I can’t remember a project (engineering or otherwise) during which I haven’t paused to ask myself: “Why did I design this thing that way?” Sometimes as a result of this introspection, I find myself feeling remorse or self-loathing, regret or the hollow embrace of ennui. Sometimes the buyer’s remorse can begin to settle in only after years of work. Sometimes the anthropomorphic representation of the design conceit simply lurks in the shadows sewing mischief as it’s able. I’ll defer to future versions of myself to conclude the relative merits or lack thereof of this particular set of concerns.

Every application — from this humble blog to the social behemoths starts with data. Most projects start with a fairly predictable set of questions: what language(s) are we going to write this thing in, what type of application is this, and where are we going to store the data? Vast amounts of our data is purely relational; equal volumes of equally critical data isn’t. At the end of the day, a relational database seemed the right choice — and most grown up databases these days support storing and searching on structured and unstructured data.

I think this choice continues to make sense. Personally, I’ve always found managing relational databases at scale at the lower end of the spectrum of things which bring me joy as a developer. Data migrations, schema changes, wrestling with referential integrity constraints as customer requirements change…the whole mess of managing data leaves a foul taste that’s difficult to rinse out. So a younger version of myself, a rather clever fellow in his own mind, came up with a solution:

Code generation!

Looking back to the earliest commits in our repo, some of the very first were the JSON files that form the backbone of our code generating homunculus. A few simple properties in our library of JSON files are responsible for generating every C# class that backs the tables in our database. Tired of a property? Update a JSON file. Need more tables, more properties, more relationships? It’s all just JSON.

This makes other aspects of developing the architecture rather pleasant. Need to create or maintain a factory? Never write another line of factory code by hand. Need certain classes to implement an interface? Automate it. Need DTO versions of your table classes? Already done. RESTful web services that automatically implement ALL the verbs for every class and every possible relationship between entities? Our homunculus did that for you the day before you asked for it.

Orthogonally, at the database tier, we made a rather nice design choice to use globally unique ids. Our first table committed to code is a simple dictionary of Ids and Types. Every other table inherits from this base table, which means that given any valid Id, I can find the corresponding dog, cat, person or object with no extra information. When it comes to representing these data structures as REST resources, our routes can be as terse or verbose as desired. If we were so inclined, the route to add a dog to a person’s pets collection could be as simple as posting to /api/{personId}/{petId}, although in practice we rarely deviate from RESTful norms (/api/person/{personId}/pets/{petId} is the actual route).

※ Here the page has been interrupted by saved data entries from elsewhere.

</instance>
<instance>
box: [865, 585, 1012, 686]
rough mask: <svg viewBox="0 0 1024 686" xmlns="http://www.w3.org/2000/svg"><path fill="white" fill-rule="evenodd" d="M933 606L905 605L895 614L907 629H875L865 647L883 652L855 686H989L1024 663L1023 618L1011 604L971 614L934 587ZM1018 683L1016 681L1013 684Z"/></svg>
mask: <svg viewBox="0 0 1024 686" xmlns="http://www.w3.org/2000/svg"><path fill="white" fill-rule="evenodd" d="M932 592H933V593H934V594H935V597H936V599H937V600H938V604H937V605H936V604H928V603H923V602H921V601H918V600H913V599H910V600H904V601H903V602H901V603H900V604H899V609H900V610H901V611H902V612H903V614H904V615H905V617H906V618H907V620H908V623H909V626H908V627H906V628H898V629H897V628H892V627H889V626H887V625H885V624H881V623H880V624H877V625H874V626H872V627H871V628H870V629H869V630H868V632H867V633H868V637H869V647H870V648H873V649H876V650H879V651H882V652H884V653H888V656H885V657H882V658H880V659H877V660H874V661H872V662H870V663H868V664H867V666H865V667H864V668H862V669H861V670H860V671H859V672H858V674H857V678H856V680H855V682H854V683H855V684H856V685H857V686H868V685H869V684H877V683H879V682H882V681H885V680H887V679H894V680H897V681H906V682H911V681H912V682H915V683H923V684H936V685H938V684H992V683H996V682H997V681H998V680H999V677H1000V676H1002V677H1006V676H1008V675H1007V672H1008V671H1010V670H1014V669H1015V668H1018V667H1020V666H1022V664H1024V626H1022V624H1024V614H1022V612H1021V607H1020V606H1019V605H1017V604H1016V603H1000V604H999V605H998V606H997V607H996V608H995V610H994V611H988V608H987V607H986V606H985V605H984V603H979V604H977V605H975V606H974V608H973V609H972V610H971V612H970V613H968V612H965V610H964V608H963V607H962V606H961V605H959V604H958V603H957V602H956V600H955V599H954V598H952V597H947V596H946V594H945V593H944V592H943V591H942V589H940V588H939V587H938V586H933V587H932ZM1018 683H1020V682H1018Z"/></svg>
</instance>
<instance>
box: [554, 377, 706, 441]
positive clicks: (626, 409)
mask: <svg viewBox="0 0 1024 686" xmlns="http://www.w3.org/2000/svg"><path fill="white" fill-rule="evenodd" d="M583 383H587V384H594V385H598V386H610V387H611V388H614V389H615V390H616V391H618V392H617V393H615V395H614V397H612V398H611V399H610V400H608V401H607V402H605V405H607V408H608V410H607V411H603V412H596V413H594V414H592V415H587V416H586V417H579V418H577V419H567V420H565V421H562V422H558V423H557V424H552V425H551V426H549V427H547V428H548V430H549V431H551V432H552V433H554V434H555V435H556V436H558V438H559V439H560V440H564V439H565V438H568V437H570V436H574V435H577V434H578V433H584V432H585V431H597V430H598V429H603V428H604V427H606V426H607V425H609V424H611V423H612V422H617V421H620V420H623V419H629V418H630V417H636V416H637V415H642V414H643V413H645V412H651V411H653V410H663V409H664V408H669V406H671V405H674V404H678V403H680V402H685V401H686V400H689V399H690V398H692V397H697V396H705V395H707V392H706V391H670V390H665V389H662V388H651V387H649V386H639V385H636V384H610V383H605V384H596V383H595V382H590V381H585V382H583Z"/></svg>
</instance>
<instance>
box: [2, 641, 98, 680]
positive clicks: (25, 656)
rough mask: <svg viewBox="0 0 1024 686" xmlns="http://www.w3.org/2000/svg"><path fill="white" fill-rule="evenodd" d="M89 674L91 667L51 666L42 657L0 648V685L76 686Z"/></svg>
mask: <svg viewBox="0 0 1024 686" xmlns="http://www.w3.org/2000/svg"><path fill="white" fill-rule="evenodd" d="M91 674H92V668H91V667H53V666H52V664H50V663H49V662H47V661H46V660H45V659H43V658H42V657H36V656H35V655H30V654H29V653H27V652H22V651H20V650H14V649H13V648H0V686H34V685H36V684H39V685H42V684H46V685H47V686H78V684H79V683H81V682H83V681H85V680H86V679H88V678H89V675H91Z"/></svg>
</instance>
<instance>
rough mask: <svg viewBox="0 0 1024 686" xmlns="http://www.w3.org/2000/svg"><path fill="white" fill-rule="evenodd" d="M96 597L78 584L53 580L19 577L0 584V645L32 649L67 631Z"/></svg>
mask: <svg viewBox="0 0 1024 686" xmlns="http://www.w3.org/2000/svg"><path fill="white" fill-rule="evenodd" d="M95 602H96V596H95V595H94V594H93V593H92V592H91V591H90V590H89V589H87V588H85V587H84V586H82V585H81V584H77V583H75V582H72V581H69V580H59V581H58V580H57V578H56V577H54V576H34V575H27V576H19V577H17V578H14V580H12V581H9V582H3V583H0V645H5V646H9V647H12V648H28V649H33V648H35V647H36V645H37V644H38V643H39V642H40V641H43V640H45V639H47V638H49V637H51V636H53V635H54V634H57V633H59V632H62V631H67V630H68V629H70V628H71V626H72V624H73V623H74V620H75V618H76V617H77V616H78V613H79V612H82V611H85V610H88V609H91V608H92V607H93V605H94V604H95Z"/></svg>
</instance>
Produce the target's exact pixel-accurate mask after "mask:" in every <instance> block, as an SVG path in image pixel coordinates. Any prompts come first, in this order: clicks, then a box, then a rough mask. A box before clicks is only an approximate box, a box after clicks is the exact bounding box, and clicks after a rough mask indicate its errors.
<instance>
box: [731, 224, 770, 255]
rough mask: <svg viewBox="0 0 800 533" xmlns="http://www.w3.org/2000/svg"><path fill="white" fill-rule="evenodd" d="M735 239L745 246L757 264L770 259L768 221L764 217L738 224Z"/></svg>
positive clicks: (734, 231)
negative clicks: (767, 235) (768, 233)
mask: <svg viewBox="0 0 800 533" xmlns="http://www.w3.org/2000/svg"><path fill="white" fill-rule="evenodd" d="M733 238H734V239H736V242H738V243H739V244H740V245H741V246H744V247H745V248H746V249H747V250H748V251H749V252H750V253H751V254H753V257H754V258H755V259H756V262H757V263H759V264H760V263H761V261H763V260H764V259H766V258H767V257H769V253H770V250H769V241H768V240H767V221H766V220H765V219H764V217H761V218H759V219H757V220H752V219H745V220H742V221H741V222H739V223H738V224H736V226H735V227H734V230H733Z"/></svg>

The flexibility that working with globally unique identifiers would be half as pleasant if we could not automatically create and maintain the factories required to fetch an object by id and then cast it to the appropriate implementation class. As objects mature, they often have a tendency to develop greater and deeper relationships with other objects in the database. Automatically generating these relationships and the pathways between them at every tier of our framework has been a boon.

I regret none of this automation. As long as fundamental design choices remain constant (or at least change slowly), vertical changes to the code — changes to the JSON that result in the creation/deletion of code, scales smoothly.

Life gets much more interesting as we scale horizontally — changing the templates that sit between the JSON and the final C# files. Diabolical bugs can lurk by manner of a single typo in a template, waiting to reproduce themselves across hundreds of files with the click of a button. Whitespace changes annoy to the extreme. We can (usually do) anticipate and surmount many of these hurdles. Frequent commits guarantee that noise doesn’t swallow avoidable faults. When refactoring a template, always make sure that optimization changes to the template code always produce identical outputs before other refactorings.

Changes to behavior lead to the nightmarish class of faults that lurk under the bed and are far more insidious: changes to validation logic, unique validation, how objects are cached inside a database transaction, when/how permissions are evaluated. It is trivial to change a template in such a way that crippling performance issues are immediately injected into the app. Fail to properly dispose an object, and the app can begin gradually leaking memory. Hunting down these bugs is time consuming and tedious.

Orthogonally (yet again), the technology choices we made to drive code generation are somewhat dated by today’s standards. T4 would be far easier to maintain than our antiquated format; and we have inconsistencies in where template code is defined: inside the template itself or in an external “code generation” project which has to be compiled before the templates can run. While it all technically works, the cost to maintain the code gen library has only increased over time — and the cost to refactor the project to use modern frameworks is difficult to justify relative to providing new features that someone would be willing to pay for.

We have extracted a tremendous amount of value from this design decision overall, so I cannot condemn the philosophical approach we have taken; but within that bundle of ideas, design and technology choices there are multitudes of tiny decisions that certainly could have been better planned with an eye toward the future. The elegance of the design choices that I admire sadly must coexist with a certain amount of spaghetti, but such is the nature of development at times.

I suspect these dichotomies are somewhat ubiquitous in nature, but I do look forward to the opportunity to either perfect our approach to code generation or discover a superior path forward.